Talking about the artwork, he said, “Collaborating with Boho and Lami was the best decision ever; we got a team that clearly understood our theme and we were able to create a historic NFT.” From framing the idea, shortlisting the keywords, doing the photoshoot to adding Neelakurinji with digital art composition and motion to add more life to the work, it took almost two months to finish the whole project. “This is the modern renaissance and it’s just a matter of time before we witness the fastest-growing art economy here,” he added.

Boho told News18 that he has always been an admirer of the works and statements of Rima and the Women in Cinema Collective (an organization for women working in the Malayalam cinema industry). “Rima’s decision to make her very first drop a collaborative effort deserves to be lauded. We many celebrities around the globe releasing their signature NFTs, but they don’t often translate to official collaborative efforts. The cause behind ‘The Insurgent Bloom’ was another striking factor for me. When I came across the theme, I wanted it to have the elements and attitude of both Rima & Neelakurinji.”

Boho’s genesis collection and official collaborations in the crypto auction site Foundation have been sold out and he has personally invested in over 35 NFTs as well. “I have been studying & participating in the NFT space since mid-April – early May of 2021. Like many of the early enthusiasts, it was the news of Beeple’s sale that caught my eye as well.
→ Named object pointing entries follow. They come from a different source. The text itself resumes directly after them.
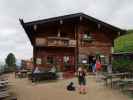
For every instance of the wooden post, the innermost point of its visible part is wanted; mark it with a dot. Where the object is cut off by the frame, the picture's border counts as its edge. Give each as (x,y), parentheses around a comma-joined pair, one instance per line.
(34,56)
(76,49)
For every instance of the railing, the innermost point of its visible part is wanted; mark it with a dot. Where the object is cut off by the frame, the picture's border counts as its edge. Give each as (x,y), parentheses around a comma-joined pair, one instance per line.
(56,41)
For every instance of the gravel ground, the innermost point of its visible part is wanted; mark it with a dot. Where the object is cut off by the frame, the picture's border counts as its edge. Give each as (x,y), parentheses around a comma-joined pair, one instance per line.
(25,90)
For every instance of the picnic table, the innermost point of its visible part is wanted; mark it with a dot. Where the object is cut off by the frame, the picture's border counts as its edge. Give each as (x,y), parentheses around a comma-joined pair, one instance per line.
(42,76)
(110,77)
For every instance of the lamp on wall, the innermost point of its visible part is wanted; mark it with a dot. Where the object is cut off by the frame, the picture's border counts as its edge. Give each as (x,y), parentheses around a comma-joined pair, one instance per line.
(61,22)
(99,26)
(35,27)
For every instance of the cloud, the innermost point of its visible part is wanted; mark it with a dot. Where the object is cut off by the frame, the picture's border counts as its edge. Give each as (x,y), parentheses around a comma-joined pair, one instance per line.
(13,38)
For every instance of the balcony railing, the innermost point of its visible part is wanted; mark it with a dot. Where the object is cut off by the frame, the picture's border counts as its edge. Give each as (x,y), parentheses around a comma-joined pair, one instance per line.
(56,41)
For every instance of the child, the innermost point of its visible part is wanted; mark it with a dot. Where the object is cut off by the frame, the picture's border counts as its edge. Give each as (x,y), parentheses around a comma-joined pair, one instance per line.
(71,87)
(82,80)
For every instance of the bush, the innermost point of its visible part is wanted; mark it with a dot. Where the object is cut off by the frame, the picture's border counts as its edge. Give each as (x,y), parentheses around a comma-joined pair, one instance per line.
(122,65)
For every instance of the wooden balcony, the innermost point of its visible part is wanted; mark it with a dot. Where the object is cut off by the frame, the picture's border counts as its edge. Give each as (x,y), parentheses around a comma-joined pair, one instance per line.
(55,42)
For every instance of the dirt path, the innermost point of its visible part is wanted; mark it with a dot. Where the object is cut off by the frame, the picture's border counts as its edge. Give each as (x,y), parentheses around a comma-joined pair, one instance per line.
(25,90)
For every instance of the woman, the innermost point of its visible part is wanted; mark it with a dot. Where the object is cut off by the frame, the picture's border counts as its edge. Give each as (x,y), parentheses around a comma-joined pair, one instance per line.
(82,80)
(98,68)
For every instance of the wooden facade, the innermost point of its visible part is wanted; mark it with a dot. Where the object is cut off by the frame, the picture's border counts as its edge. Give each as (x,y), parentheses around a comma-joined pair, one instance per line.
(66,41)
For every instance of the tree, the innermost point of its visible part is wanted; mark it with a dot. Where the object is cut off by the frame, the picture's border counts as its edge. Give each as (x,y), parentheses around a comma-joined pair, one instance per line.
(11,62)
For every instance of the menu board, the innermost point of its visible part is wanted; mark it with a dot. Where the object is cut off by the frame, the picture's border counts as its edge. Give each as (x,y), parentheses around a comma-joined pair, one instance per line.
(41,41)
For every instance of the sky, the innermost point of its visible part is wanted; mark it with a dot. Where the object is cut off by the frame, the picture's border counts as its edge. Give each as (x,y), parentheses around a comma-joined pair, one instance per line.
(14,39)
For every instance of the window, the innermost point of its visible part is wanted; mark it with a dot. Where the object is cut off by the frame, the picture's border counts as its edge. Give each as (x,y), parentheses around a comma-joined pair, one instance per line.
(66,59)
(50,60)
(38,61)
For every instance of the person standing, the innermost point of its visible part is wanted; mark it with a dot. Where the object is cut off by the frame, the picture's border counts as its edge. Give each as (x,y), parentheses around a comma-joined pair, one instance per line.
(82,80)
(98,68)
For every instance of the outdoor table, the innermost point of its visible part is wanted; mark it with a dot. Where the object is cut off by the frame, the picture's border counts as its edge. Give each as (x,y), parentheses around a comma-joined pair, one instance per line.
(23,73)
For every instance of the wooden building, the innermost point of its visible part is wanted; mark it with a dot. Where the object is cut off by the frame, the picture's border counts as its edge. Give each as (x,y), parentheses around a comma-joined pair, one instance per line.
(68,40)
(27,64)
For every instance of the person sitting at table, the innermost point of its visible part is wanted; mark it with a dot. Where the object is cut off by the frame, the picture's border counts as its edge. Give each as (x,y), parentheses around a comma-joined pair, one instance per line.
(36,70)
(71,87)
(53,69)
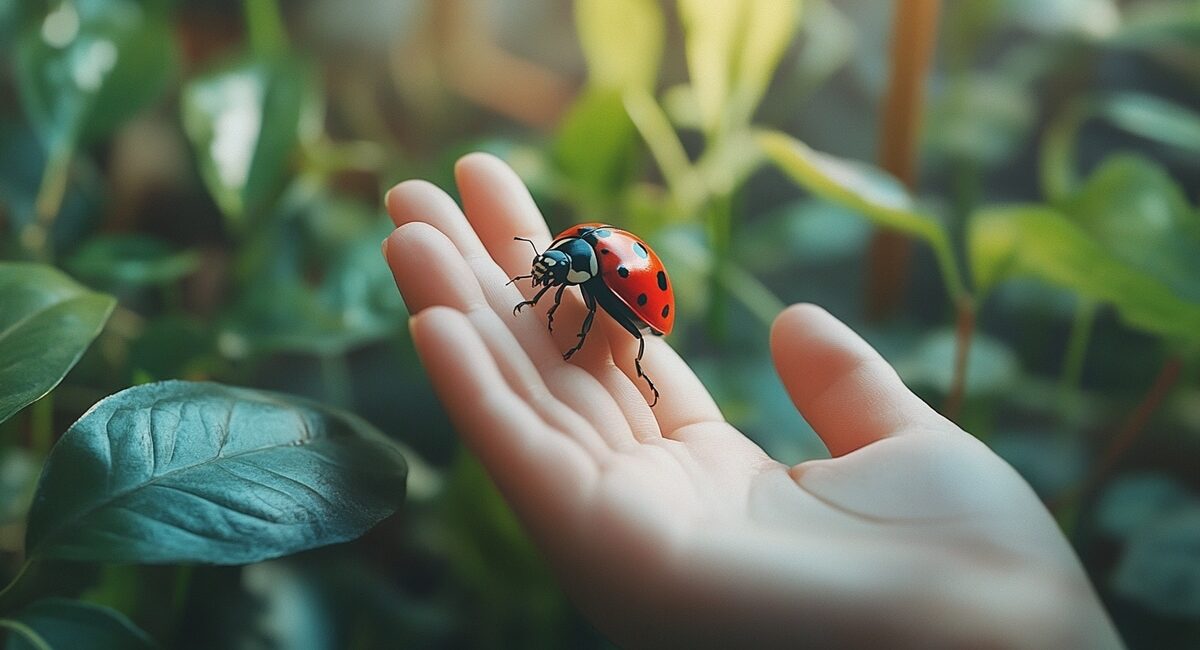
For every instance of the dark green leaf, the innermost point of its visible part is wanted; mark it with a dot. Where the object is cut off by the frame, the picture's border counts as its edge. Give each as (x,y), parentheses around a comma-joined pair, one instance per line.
(89,65)
(324,289)
(1156,119)
(1134,210)
(47,320)
(1155,25)
(244,122)
(1015,241)
(985,122)
(1051,462)
(1134,501)
(65,624)
(181,471)
(865,190)
(18,474)
(1161,567)
(131,260)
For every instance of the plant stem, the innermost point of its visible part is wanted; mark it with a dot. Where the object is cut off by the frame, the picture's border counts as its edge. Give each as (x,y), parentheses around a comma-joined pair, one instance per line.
(720,234)
(1077,345)
(913,36)
(1067,505)
(964,331)
(265,26)
(39,236)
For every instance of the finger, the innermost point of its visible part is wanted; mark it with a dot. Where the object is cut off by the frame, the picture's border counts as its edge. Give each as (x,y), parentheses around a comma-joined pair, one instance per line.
(499,206)
(430,272)
(845,390)
(421,202)
(543,474)
(683,398)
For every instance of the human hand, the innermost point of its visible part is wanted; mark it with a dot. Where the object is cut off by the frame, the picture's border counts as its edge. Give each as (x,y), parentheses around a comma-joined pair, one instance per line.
(667,525)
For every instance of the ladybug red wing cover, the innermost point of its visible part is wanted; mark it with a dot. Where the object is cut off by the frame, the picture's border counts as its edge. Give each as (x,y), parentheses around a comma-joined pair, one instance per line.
(636,276)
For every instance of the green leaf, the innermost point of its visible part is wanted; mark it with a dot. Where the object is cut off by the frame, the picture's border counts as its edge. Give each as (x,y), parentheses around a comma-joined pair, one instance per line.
(131,260)
(597,144)
(1158,25)
(985,121)
(322,288)
(862,187)
(47,320)
(63,623)
(1134,501)
(91,64)
(1031,240)
(1155,119)
(732,48)
(622,41)
(865,190)
(1145,115)
(1161,567)
(183,471)
(18,475)
(1139,215)
(244,121)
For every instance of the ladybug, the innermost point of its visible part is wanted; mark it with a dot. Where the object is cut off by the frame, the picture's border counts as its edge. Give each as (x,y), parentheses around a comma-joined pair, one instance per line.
(615,270)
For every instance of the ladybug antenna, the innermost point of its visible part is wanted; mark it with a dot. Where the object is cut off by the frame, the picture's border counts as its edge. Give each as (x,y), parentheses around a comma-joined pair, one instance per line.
(531,244)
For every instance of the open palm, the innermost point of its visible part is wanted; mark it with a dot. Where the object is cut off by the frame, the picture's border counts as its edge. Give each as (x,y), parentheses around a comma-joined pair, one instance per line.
(667,524)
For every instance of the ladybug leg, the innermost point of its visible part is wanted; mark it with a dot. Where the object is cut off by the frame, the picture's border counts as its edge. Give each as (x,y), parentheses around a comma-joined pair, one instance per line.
(637,365)
(534,301)
(550,314)
(591,301)
(631,327)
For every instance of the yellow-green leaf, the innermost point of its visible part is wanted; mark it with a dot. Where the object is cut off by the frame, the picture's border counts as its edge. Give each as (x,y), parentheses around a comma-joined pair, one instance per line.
(732,48)
(622,41)
(1042,242)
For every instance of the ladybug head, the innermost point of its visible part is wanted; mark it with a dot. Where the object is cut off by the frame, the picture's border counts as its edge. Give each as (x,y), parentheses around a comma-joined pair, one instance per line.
(551,268)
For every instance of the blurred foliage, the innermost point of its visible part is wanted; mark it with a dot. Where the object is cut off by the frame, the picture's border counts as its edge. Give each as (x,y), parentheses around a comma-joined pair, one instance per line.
(192,191)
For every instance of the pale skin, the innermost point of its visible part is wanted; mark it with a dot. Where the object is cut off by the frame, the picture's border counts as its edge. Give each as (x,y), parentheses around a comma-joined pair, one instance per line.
(667,525)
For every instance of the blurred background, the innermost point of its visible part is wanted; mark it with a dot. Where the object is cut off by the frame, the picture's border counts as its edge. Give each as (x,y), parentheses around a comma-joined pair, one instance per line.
(219,167)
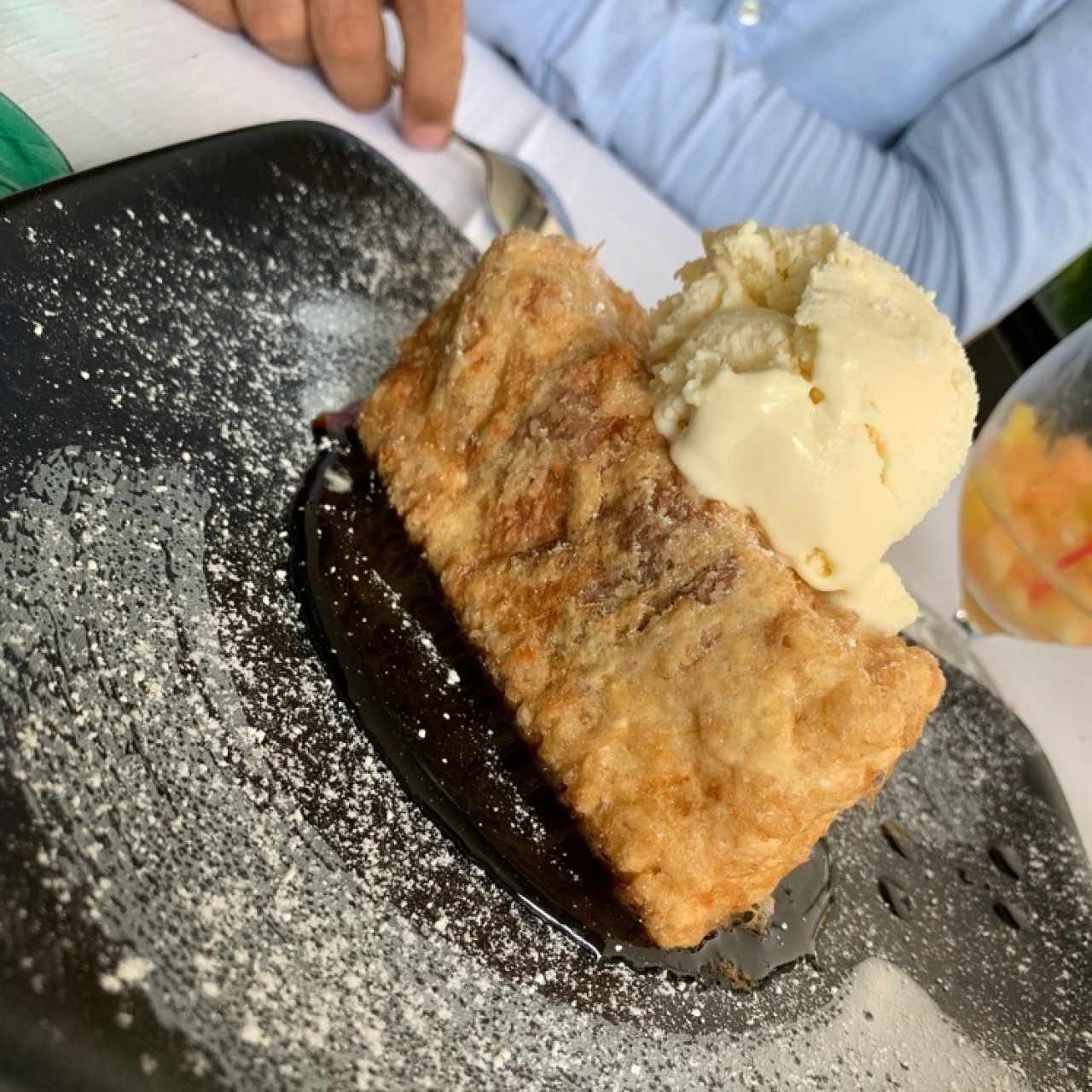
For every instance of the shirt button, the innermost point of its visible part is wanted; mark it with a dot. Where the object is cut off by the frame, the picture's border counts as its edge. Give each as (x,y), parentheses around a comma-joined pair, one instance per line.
(751,12)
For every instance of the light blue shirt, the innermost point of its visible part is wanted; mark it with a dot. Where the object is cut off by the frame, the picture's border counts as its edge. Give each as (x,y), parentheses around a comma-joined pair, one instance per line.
(952,136)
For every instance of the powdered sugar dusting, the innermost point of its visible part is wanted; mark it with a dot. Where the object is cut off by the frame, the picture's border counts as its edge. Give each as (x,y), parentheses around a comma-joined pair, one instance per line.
(256,880)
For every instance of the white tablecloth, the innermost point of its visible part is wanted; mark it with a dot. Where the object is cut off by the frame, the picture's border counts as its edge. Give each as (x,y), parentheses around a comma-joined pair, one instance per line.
(108,78)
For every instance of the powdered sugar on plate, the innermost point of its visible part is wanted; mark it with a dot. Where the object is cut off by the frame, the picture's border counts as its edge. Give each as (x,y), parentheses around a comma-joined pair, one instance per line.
(259,902)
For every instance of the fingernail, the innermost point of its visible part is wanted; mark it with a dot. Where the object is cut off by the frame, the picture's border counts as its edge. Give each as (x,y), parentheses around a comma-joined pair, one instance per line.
(429,137)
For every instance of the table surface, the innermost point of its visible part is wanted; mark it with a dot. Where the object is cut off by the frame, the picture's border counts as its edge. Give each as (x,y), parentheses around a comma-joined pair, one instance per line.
(116,78)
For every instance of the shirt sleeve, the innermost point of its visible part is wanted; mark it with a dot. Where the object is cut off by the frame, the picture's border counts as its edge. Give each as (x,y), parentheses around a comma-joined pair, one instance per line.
(982,198)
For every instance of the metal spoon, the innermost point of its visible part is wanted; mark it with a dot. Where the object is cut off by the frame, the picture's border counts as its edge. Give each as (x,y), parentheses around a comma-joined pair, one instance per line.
(518,195)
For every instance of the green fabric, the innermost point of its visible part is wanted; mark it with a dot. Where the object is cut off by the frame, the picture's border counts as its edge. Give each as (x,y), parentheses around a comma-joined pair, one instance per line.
(27,156)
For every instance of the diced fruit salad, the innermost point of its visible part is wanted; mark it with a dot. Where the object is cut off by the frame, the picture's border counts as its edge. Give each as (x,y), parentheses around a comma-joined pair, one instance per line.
(1026,531)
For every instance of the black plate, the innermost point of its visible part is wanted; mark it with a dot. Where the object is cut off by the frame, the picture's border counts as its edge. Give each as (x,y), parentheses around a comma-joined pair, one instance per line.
(210,878)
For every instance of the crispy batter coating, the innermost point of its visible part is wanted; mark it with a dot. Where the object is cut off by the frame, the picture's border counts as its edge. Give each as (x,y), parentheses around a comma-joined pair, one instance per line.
(702,711)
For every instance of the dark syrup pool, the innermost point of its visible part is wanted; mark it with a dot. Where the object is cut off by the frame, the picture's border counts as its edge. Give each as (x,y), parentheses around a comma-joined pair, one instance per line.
(397,654)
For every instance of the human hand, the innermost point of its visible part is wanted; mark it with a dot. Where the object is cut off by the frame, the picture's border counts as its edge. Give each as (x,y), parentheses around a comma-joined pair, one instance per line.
(346,39)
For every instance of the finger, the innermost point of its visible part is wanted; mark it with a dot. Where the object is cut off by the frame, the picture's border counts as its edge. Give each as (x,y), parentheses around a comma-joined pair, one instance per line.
(433,65)
(347,38)
(279,26)
(219,12)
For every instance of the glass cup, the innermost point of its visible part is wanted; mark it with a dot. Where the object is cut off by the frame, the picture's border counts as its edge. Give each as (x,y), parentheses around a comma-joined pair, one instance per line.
(1025,515)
I came to this space for the art and the value it upheld." He said that there is an influx of enthusiasts in the space now due to the monetary bling attached.

He calls himself a ‘believer’ in NFTs. “NFT is not limited to art space alone but impacts almost all areas of human intervention.” Many corporate giants such as Coca-Cola, Visa, Dolce and Gabbana, RTFKT sneakers have already started adopting and exploring the functionalities of this space.

Lami, in a conversation with News18, said ‘The Insurgent Bloom’ initially gave her an ethereal sci-fi vibe. “I made music which resonated with electronic elements. Rima wanted to bring in mystic elements of Kerala, while I wanted to create something that would invoke the spirits of our ancestors. I found an interesting vocal sample and added percussive instruments which enhanced it. I also mixed in some sounds of nature which uplifted the whole audio experience.”

Lami was introduced to the NFT world when she composed music for the portrait of Steve Jobs created by Melvin. She continued to work on collaborative projects with Melvin, photographer Hari Menon, and Prasad Bhat. ‘The Insurgent Bloom’ is her seventh work on NFT. “It gives a lot of hope and a chance to acquire financial security to artists who are struggling after the pandemic situation. Rima’s entry to the NFT space is quite inspirational to a lot of women artists as well,” she added.

Earlier, Amitabh Bachchan had become the first Bollywood star to create his own NFT. The Amitabh Bachchan-themed NFTs are set to include artworks like verses from his father Harivansh Rai Bachchan’s legendary work Madhushala, posters of his movies signed by him, and few other rare elements related to his life converted into digital artwork. Salman Khan had also ventured into this world by announcing his own range of NFTs and recently launched India’s first-ever crypto social token, Gair Coin by Chingari.